CU Tax Included for Senate Consideration

By Heather Anderson, Credit Union Times

The Senate Finance Committee’s Tax Reform Options Paper, which focuses on tax-exempt organizations that could be targeted for reform, included credit unions. The paper did not make specific recommendations regarding which tax exemptions should be eliminated in new legislation. However, it sourced a 2012 Tax Foundation study that did offer specifics, which included the credit union exemption.

According to the Finance Committee website, the group led by Chairman Max Baucus (D-Mont.) and ranking member Orrin Hatch (R-Utah) has been collecting feedback on tax reform options and presenting them in papers. The site also said the papers do not necessarily have the endorsement of either the chairman or ranking member. Baucus has previously said he supports the credit union tax exemption.

CUNA President/CEO Bill Cheney reacted to the paper by urging credit unions to get involved in the trade’s “Don’t Tax My Credit Union” advocacy campaign.

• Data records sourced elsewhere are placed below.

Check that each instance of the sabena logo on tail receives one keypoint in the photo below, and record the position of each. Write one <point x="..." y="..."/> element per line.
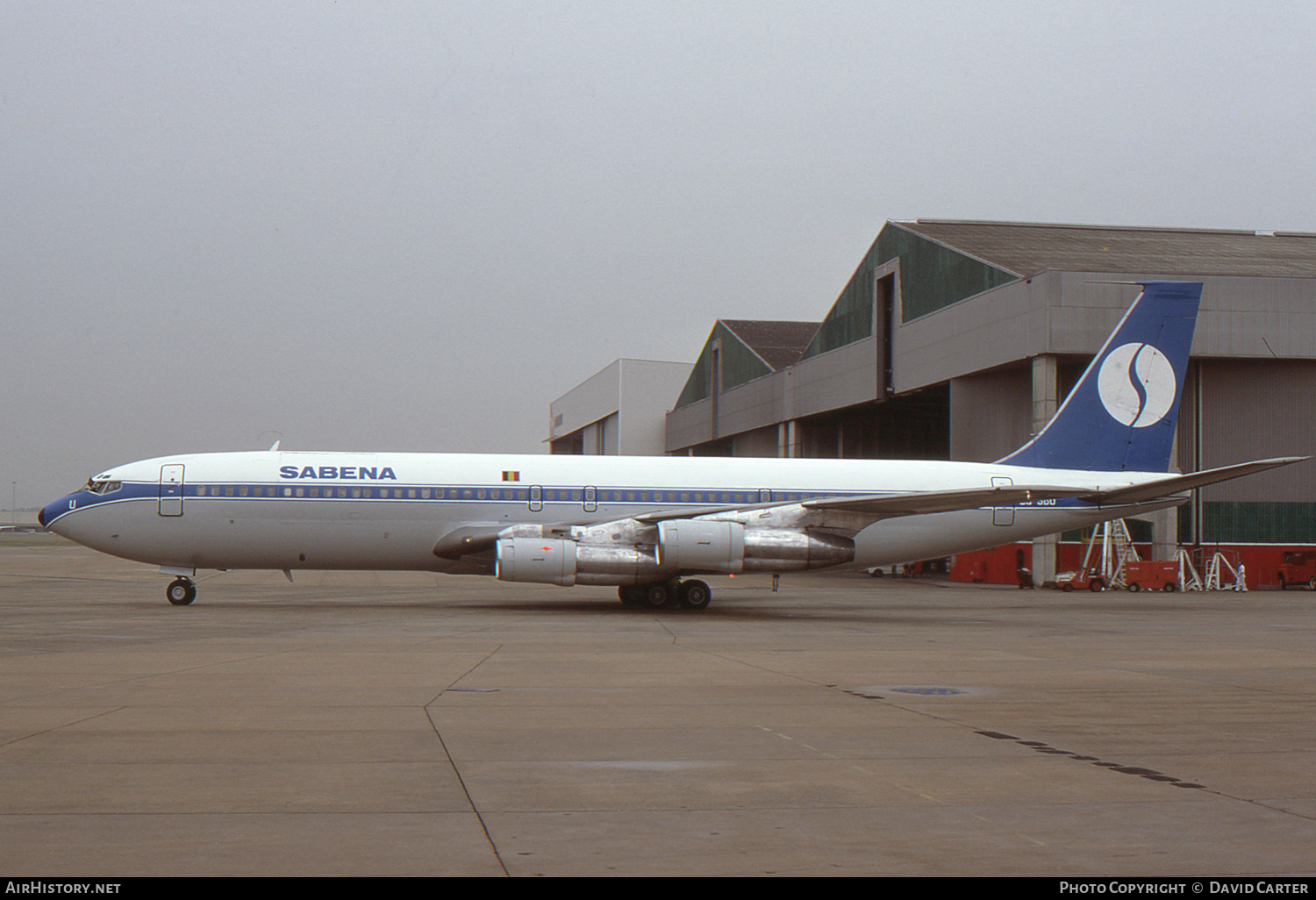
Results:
<point x="1137" y="384"/>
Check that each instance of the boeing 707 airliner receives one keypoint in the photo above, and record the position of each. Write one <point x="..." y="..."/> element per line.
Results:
<point x="649" y="524"/>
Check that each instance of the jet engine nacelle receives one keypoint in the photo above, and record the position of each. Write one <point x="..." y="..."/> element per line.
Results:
<point x="557" y="561"/>
<point x="711" y="546"/>
<point x="684" y="546"/>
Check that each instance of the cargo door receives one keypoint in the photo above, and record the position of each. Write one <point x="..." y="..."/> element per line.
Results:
<point x="1002" y="515"/>
<point x="171" y="489"/>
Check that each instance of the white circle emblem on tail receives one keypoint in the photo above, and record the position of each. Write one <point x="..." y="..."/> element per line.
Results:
<point x="1136" y="384"/>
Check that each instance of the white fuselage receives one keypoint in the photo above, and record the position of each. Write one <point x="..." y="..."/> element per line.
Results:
<point x="384" y="511"/>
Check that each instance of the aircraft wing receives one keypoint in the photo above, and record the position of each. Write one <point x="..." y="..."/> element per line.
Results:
<point x="933" y="502"/>
<point x="1165" y="487"/>
<point x="884" y="505"/>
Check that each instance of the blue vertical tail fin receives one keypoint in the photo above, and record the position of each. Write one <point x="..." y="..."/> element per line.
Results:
<point x="1121" y="413"/>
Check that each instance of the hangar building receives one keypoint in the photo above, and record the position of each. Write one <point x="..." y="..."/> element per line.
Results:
<point x="957" y="339"/>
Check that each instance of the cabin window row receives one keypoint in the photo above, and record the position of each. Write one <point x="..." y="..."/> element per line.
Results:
<point x="547" y="495"/>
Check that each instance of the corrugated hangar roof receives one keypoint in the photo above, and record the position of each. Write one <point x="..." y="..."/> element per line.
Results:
<point x="1029" y="247"/>
<point x="776" y="344"/>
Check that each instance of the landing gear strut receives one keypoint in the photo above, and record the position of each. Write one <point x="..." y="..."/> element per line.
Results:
<point x="181" y="591"/>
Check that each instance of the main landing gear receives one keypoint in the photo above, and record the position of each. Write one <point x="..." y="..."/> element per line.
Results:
<point x="666" y="595"/>
<point x="181" y="591"/>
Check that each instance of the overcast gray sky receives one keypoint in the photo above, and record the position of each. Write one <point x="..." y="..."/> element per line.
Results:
<point x="411" y="225"/>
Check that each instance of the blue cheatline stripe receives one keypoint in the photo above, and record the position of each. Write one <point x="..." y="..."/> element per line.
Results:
<point x="273" y="491"/>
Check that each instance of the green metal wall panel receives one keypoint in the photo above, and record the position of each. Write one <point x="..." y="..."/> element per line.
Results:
<point x="932" y="276"/>
<point x="740" y="365"/>
<point x="1255" y="523"/>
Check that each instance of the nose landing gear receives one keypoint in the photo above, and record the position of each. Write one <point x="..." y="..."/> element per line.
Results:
<point x="181" y="591"/>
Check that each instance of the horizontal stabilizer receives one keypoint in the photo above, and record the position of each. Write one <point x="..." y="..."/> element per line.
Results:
<point x="1165" y="487"/>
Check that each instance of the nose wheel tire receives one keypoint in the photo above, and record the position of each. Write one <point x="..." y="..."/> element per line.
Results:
<point x="181" y="591"/>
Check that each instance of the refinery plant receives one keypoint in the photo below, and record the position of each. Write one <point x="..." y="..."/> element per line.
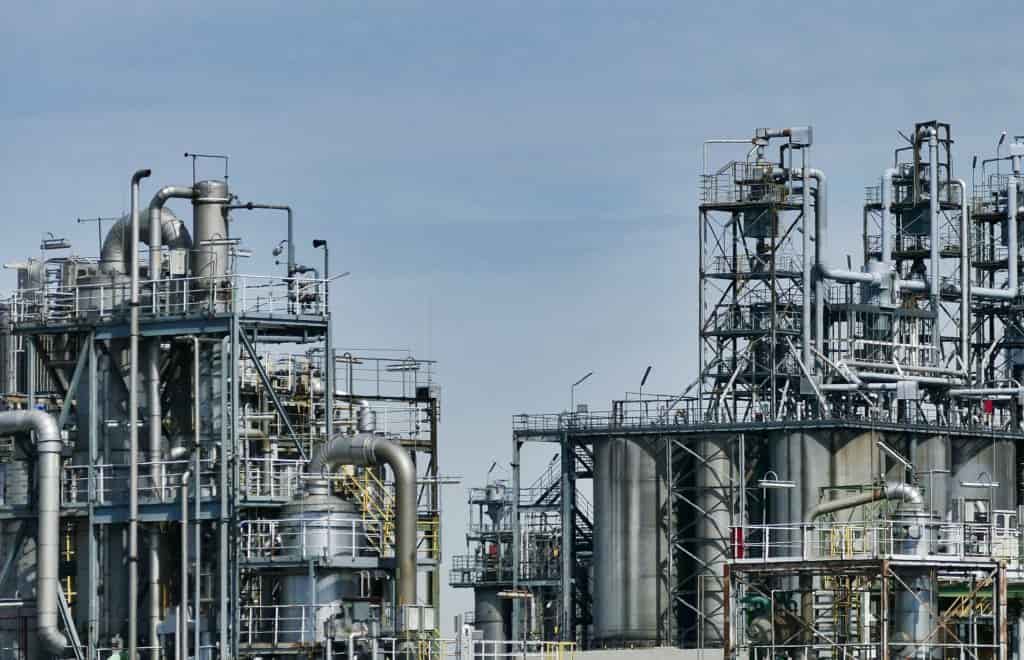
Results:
<point x="193" y="470"/>
<point x="842" y="478"/>
<point x="190" y="469"/>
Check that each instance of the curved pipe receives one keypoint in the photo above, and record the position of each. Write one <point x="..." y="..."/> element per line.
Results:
<point x="115" y="259"/>
<point x="48" y="446"/>
<point x="133" y="421"/>
<point x="366" y="449"/>
<point x="910" y="496"/>
<point x="156" y="208"/>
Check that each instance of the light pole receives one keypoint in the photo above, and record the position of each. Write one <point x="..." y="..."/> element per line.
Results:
<point x="572" y="391"/>
<point x="998" y="145"/>
<point x="643" y="381"/>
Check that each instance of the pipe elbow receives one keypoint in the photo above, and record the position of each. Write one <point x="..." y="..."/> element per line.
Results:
<point x="54" y="643"/>
<point x="169" y="191"/>
<point x="906" y="494"/>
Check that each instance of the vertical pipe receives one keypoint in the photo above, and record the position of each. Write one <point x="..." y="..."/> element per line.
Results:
<point x="806" y="238"/>
<point x="933" y="208"/>
<point x="154" y="535"/>
<point x="199" y="482"/>
<point x="965" y="316"/>
<point x="820" y="235"/>
<point x="182" y="641"/>
<point x="888" y="192"/>
<point x="133" y="426"/>
<point x="1013" y="252"/>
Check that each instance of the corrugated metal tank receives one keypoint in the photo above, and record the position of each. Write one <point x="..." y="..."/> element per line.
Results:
<point x="318" y="526"/>
<point x="209" y="262"/>
<point x="629" y="495"/>
<point x="716" y="475"/>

“The release of this document should be a wake-up call for action by credit unions,” Cheney said in a release. “As CUNA has been saying for some time, our tax exemption, and its preservation for the long-term, is actively in the mix of discussion on Capitol Hill, as this options paper clearly shows.”

Cheney also noted that as not-for-profit cooperatives, credit unions return billions of dollars in benefits to consumers each year that far exceed any potential tax revenue.

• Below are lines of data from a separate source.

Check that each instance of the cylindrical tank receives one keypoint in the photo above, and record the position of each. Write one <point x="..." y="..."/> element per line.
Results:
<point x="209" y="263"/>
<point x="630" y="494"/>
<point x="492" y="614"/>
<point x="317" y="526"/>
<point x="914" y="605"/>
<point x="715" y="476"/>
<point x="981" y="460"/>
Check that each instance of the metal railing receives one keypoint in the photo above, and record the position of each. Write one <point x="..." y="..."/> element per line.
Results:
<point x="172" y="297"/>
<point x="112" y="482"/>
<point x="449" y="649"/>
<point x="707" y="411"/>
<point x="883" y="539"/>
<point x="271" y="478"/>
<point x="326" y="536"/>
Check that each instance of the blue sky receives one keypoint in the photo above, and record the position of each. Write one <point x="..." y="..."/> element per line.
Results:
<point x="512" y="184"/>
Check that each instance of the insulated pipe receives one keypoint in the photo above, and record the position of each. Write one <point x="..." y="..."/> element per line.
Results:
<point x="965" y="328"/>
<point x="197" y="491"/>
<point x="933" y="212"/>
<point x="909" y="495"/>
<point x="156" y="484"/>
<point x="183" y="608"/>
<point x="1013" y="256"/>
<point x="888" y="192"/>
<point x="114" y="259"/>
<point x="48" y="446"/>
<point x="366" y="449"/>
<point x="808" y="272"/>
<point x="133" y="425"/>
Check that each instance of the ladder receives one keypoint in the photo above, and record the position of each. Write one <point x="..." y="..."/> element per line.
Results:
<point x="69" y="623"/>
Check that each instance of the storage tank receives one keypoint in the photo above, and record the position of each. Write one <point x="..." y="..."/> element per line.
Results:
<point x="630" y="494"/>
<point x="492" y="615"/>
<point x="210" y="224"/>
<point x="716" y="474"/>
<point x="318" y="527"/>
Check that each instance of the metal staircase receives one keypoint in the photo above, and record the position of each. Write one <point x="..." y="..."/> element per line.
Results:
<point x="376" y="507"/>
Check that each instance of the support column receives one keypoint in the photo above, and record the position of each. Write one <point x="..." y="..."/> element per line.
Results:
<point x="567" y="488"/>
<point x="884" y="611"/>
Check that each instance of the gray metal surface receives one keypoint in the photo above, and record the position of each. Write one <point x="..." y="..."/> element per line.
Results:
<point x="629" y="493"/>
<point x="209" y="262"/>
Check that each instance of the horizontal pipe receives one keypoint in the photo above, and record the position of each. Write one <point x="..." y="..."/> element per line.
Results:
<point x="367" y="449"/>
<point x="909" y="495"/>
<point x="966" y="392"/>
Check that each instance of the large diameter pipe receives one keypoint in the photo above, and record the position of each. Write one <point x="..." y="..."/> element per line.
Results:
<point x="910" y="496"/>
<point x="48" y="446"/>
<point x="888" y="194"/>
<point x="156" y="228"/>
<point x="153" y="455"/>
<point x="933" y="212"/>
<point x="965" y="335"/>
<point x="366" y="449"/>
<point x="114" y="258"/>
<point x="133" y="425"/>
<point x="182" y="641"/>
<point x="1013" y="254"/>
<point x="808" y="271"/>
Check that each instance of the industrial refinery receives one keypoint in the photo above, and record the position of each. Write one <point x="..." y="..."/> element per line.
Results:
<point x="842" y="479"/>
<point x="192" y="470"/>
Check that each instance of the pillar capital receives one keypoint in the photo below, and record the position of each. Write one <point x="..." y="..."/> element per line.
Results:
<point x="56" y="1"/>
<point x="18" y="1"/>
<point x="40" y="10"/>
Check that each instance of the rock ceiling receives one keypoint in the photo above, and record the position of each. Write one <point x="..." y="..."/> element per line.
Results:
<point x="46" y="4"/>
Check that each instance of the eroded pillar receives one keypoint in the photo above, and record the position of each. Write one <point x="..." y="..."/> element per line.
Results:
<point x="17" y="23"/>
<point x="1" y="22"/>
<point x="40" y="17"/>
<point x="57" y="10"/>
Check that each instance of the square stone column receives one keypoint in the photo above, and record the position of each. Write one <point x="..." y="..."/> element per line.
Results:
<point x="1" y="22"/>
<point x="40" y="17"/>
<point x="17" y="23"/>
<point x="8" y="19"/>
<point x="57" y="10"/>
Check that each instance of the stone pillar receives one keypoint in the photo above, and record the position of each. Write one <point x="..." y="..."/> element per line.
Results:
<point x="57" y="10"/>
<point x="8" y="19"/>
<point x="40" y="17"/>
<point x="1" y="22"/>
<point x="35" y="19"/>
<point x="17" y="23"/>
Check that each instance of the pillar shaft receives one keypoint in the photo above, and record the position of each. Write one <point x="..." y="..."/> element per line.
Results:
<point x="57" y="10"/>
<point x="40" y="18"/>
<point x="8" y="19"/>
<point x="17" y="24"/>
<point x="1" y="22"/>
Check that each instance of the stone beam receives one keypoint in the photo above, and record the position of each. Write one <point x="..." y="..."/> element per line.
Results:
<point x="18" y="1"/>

NAFCU Vice President of Legislative Affairs Brad Thaler said the trade is close to tax reform discussions on Capitol Hill, and continues to hear that lawmakers are averse to tinkering with the credit union tax exemption.

“The document released today is more of an ideas document than a policy or recommendations paper,” Thaler said. “The specific mention of credit unions even is just a citation to an outside report of ideas offered by others.  Even so, we continue to monitor all tax reform proposals and discussion papers on the Hill that could potentially affect credit unions.”